Autonomia: De Luca da buca alla “due giorni” della Schlein. Fumata nera del Pd sotto al Vesuvio

La convocazione del Consiglio regionale con all’ordine del giorno l’assestamento del bilancio è un segnale inequivocabile: l’accesso alla manifestazione indetta da Elly Schlein contro l’autonomia differenziata è severamente proibita. Dal governatore Vincenzo De Luca, ovviamente. Succede a Napoli e rende bene l’idea delle tensioni che fibrillano nel pd in Campania, regione elevata dalla segretaria dem a laboratorio per la sperimentazione del campo largo con il M5S. Tanto è vero che alla due giorni che comincia domani si farà vedere Roberto Fico, cioè il grillino che vuole sfilare la poltrona di governatore a De Luca. Alle elezioni mancano ancora tre anni, ma la politica – si sa – si nutre anche di certezze.

De Luca vorrebbe quella di un terzo mandato, al momento inibito dalla legge. Il governatore è uno di quelli che la Schlein «non l’ha vista arrivare». Infatti, alle primarie si era schierato con Bonaccini, proprio per le garanzie da questi ricevute sulla sua ricandidatura a palazzo Santa Lucia.
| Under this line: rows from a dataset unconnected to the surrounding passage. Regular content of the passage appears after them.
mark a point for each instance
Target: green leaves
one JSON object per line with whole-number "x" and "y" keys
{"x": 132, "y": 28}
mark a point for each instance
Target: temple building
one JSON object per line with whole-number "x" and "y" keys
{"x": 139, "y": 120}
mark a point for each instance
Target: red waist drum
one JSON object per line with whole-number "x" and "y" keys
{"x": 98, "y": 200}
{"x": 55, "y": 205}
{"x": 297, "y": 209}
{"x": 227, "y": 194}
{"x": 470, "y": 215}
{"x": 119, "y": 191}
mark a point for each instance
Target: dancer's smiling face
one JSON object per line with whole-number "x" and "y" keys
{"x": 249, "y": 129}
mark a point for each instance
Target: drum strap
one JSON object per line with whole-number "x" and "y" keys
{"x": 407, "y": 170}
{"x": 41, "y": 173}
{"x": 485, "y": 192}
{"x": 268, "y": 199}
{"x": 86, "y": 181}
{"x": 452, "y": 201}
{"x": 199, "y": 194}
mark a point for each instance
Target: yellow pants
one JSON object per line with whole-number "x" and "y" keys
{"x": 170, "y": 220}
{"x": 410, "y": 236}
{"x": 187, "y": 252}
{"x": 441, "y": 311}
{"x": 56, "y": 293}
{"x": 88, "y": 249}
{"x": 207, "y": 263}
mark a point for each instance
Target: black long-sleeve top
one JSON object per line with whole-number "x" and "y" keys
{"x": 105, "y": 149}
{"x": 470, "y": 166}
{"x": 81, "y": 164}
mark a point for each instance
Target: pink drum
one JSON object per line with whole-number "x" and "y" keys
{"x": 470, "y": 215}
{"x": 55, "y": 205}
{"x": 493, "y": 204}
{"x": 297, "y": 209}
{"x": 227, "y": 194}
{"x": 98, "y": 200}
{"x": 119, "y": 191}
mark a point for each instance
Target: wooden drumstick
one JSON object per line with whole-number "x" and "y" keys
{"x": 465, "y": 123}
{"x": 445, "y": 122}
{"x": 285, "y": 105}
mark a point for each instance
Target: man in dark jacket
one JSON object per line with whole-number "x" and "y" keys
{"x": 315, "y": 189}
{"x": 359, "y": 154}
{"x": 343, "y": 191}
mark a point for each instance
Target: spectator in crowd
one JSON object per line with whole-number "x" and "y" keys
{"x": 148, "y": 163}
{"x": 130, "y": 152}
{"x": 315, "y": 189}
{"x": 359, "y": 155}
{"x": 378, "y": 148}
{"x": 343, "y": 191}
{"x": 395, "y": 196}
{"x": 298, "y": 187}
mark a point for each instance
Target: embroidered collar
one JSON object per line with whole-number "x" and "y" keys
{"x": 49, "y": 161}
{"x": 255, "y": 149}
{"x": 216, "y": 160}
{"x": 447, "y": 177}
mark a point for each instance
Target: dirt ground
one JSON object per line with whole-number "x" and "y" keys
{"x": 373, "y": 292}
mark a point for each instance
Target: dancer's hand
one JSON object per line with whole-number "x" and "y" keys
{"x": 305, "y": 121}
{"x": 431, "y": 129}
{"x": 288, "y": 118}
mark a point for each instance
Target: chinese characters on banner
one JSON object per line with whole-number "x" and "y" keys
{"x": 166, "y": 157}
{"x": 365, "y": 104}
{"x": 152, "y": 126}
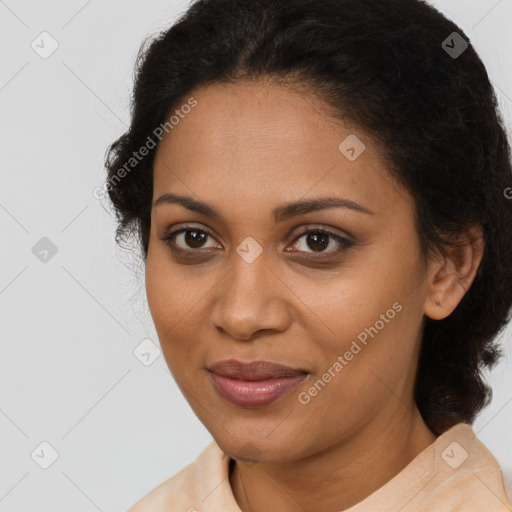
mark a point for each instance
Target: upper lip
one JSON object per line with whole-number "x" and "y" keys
{"x": 255, "y": 370}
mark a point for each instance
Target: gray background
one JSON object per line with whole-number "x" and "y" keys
{"x": 70, "y": 324}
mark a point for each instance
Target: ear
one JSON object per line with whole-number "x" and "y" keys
{"x": 451, "y": 275}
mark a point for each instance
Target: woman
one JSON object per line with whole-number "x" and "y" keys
{"x": 319, "y": 192}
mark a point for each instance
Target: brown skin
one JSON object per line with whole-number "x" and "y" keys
{"x": 247, "y": 148}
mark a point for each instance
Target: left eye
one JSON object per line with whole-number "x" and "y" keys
{"x": 319, "y": 239}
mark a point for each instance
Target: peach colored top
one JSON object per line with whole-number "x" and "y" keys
{"x": 456, "y": 473}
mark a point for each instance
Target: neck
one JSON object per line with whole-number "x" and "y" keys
{"x": 338, "y": 477}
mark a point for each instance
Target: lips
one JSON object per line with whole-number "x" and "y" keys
{"x": 254, "y": 384}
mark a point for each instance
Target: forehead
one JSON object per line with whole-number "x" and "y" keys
{"x": 264, "y": 143}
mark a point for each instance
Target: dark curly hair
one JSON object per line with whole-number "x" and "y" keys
{"x": 386, "y": 66}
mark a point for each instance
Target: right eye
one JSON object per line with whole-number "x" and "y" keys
{"x": 186, "y": 239}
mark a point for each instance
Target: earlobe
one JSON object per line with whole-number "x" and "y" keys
{"x": 451, "y": 275}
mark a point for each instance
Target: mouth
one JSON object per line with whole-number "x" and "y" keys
{"x": 254, "y": 384}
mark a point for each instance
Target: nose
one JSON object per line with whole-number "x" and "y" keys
{"x": 251, "y": 300}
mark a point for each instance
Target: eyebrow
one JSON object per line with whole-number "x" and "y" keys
{"x": 280, "y": 213}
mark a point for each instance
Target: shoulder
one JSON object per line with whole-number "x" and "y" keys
{"x": 466, "y": 475}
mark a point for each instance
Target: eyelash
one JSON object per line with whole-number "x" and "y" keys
{"x": 344, "y": 243}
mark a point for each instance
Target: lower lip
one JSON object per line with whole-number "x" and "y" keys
{"x": 254, "y": 393}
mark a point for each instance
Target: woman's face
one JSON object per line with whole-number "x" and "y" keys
{"x": 249, "y": 285}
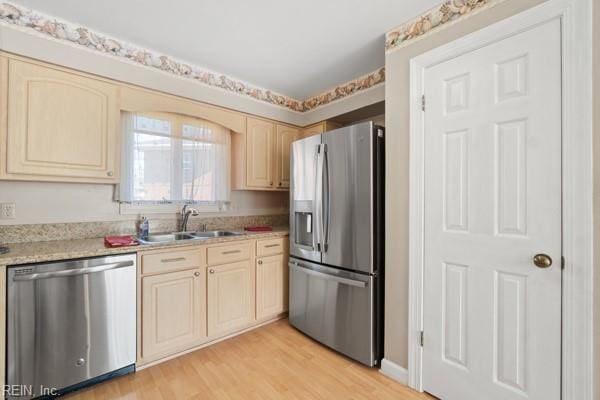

Ma ha vinto Elly, che ha dichiarato guerra al “cacicco” campano. Il resto è una serie di insulti di sola andata sulla tratta Napoli-Roma e di dispetti, reciproci in questo caso. L’ultimo, appunto, è quello di domani con la manifestazione contro il ddl Calderoli. La qual cosa ha del paradossale, dal momento che tanto lui quanto lei esprimono un giudizio più che negativo sull’autonomia differenziata.

Ma qui il merito c’entra poco. C’entrano, invece (eccome), gli equilibri politici che Pd e M5S vogliono sperimentare in Campania, regione ancora generosa di consensi nei confronti dei 5Stelle. Per De Luca è un dito infilato nell’occhio. Negli anni, infatti, il “cacicco” ha costruito una maggioranza tutta personale basata su un trasversalismo pseudo-civico che ha svuotato i partiti, a partire proprio dal Pd, ridotto a sigla a sua immagine e somiglianza. Apposta la Schlein gliel’ha commissariato spedendo sotto il Vesuvio il bergamasco Antonio Misiani. «Atto di delinquenza politica», ringhiò lui. Era solo l’inizio.